Despite being a pretty social person, I could essentially see myself as a loner who happens to be outgoing and have good people skills.  But my personal time is closely guarded.  And I happened to marry someone who is the same way.  That means when friends invite us last minute to an event, the answer is usually no.  On the other hand, we are such planners that if friends invite us to an event at least several days in advance, we will definitely be there.  Not only that, we will not back out of the plans or be late.

Because we are such planners, every day is already accounted for: even if the event we already planned is to “do nothing” for the afternoon.  We don’t prioritize our calendar’s events based on the seemingly most exciting thing going on.  Instead, we go by what was planned first.  I think the psychological reason behind this is that one of my biggest pet peeves is being interrupted; jumping on board with last minute plans is an interruption to my schedule.

While there are so many elements in life I can not control, my schedule is something I am able to have a decent amount of control over.  My schedule is my time; my time is my life; if I can control my time, I am therefore able to control my own life.  I may not be able to control other people, but I am able to be in driver’s seat of my own life.  Not shotgun or in the sidecar.

Heckler from the crowd: “You just wait ‘til that baby gets here… He’ll be the one controlling your calendar from now on!” Right, I get that, but… we will still find a way, to the best of our ability, to “find a method to the madness”.  (I have this habit of placing clichés into quotation marks.) Because that’s what we “control freaks of our own lives” do.  We are wired that way.  The schedule will be built around the unpredictability of a newborn, yet still in some sense, there will be a schedule and consistency.
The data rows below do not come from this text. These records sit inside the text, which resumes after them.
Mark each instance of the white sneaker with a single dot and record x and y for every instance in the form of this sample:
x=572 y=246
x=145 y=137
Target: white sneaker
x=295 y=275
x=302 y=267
The irony here is this: For so many of the things in life we think we have no control over, we still can choose how we react to those situations; therefore, having control over the situations.  I used to get irritated when I would be two minutes late to work on occasion.  Because I couldn’t understand why if I left at the same time every morning, sometimes I would be two minutes early, sometimes on time, and sometimes two minutes late.  Then I realized that in order to never be late, I just needed to leave five minutes earlier, causing me to always beat school buses, grannies, illegal immigrants who always drive 25 miles an hour because they are driving without insurance, and the rest of the phase of commuters like me who all left at the same time.  But now, I outsmart them all.  They no longer have control over my life (and my stress level).

Of course, not all annoying things in life can literally be planned around or outsmarted.  But when that’s the case, I remind myself that either I am in control… or the event is in control.  If my Internet isn’t working right, then I shut off my laptop and find something else to do- I don’t allow myself to become irritated over a piece of technology.  If someone is tailgating me while I’m driving the speed limit, I pull over and let them pass.  I just know that if I’m am consistently getting stressed multiple times a day and I can feel my blood pressure going up, the problem is not the problem itself.  The problem is me and how I am choosing to react.  I have to choose to be in control of my own sense of well-being, if nothing else.

I am a planner.  I can plan around certain uncertainty.  I can plan around my own unrealistic expectations.  I can even plan to be spontaneous.  But even then, I still plan for it.